Ten-year-old Oscar was diagnosed with Tourette syndrome and functional neurological disorder last year by the Tourette syndrome Clinic at Great Ormond Street Hospital. Oscar started having vocal and motor tics, but then began to have episodes where he would drop to the floor- up to 100 times a day at its worst.
His mum Suzanne explains: “We were aware of Tourette syndrome because our daughter has it and thought that it must be Tourette’s. However, these drops weren’t something any of us had come across before. He was referred to a neurologist at GOSH who diagnosed him with Tourette syndrome together with a functional neurological disorder”.
“It was explained to us that the drops were separate to his tics and in fact a manifestation of the stress or anxiety. The Tourette syndrome had had a huge impact on his confidence; he had to take time off school and he often didn’t want to go out anywhere.”

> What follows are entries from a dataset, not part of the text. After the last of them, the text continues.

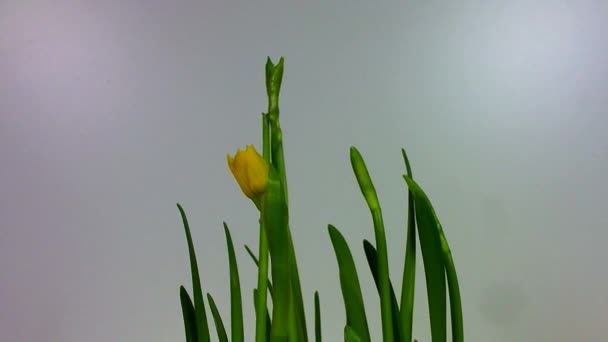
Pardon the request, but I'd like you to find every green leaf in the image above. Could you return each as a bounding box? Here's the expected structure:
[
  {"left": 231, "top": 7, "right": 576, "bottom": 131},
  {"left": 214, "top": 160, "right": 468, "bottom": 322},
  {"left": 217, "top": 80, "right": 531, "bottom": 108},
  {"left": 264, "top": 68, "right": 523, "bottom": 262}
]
[
  {"left": 245, "top": 245, "right": 272, "bottom": 297},
  {"left": 179, "top": 286, "right": 197, "bottom": 342},
  {"left": 403, "top": 176, "right": 447, "bottom": 342},
  {"left": 315, "top": 291, "right": 321, "bottom": 342},
  {"left": 328, "top": 224, "right": 371, "bottom": 342},
  {"left": 363, "top": 240, "right": 403, "bottom": 341},
  {"left": 344, "top": 325, "right": 361, "bottom": 342},
  {"left": 253, "top": 289, "right": 272, "bottom": 342},
  {"left": 207, "top": 293, "right": 228, "bottom": 342},
  {"left": 262, "top": 171, "right": 291, "bottom": 341},
  {"left": 405, "top": 176, "right": 464, "bottom": 342},
  {"left": 224, "top": 222, "right": 245, "bottom": 342},
  {"left": 400, "top": 149, "right": 416, "bottom": 342},
  {"left": 287, "top": 227, "right": 308, "bottom": 341},
  {"left": 177, "top": 203, "right": 211, "bottom": 342},
  {"left": 350, "top": 146, "right": 394, "bottom": 342}
]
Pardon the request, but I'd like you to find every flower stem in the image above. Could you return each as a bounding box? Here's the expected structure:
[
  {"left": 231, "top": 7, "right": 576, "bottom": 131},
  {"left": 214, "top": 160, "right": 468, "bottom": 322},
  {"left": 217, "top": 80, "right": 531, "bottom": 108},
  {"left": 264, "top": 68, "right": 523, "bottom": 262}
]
[{"left": 255, "top": 114, "right": 270, "bottom": 342}]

That’s when Oscar met GOSH Senior Psychologist Dr Maria Hadji- Michael, who started Oscar on a 12 week programme of Cognitive Behavioural Therapy with Exposure and Response Prevention (ERP) which gave him the opportunity to confront his fears and to gradually learn to resist having his usual response to the anxiety. These tasks were part of a tailored treatment plan specific to Oscar.
Suzanne says: “He started to have real anxiety around lifts so would always use the stairs. He also never wanted to go out in public because he thought people would think he was strange when he made noises or movements. The impact anxiety can have on you is enormous.”
Happy to be on camera
Despite his anxiety, when Suzanne asked Oscar if he’d be happy for Paul O’Grady and a film crew to come and join him as he carried out some of his exposure tasks, he leapt at the chance. Oscar went on to complete a number of exposure tasks including doing a presentation on Tourette syndrome, taking Paul O’Grady to the shops and even facing his fears around lifts.

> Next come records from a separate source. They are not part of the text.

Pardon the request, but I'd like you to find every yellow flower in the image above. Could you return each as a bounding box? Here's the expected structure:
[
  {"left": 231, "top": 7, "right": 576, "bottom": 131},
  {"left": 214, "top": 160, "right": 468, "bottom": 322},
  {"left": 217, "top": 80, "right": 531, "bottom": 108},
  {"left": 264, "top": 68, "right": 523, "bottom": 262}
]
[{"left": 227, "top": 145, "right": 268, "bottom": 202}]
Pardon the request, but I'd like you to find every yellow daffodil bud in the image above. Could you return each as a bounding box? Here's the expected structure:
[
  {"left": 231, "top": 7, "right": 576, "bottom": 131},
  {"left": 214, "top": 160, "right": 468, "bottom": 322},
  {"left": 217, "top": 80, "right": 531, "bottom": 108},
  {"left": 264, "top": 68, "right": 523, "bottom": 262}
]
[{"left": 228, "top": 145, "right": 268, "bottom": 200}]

“When I put it to Oscar, I thought, he doesn’t want to leave the house let alone be filmed for the TV, but he absolutely leapt at the opportunity. I really think having Paul and the crew there really added to the amazing treatment given by Maria and the team. It brought him out of his shell and buoyed him up. He absolutely loved it.
“The Psychological Medicine Team at Great Ormond Street Hospital also ran a group session so Oscar could meet other children with Tourette syndrome and we got to meet their parents. It was really nice to share our experiences and realise we aren’t alone.”
The future for Oscar
Having finished his therapy, Oscar is now much more confident and his anxiety has reduced considerably, so much so that he rarely experiences drops.
Suzanne says: “I think a lot of people think Tourette syndrome is just swearing and actually it’s not at all. I really hope people watch the programme and take that message away with them. Anxiety is a mental health condition and a lot of people aren’t aware of how severely it can impact your life. It’s a lot more than just being worried. Thankfully Maria did some amazing work with Oscar to delve into what was causing him to be anxious so now he has some great coping techniques. I’m incredibly proud of his progress and how brave he has been.”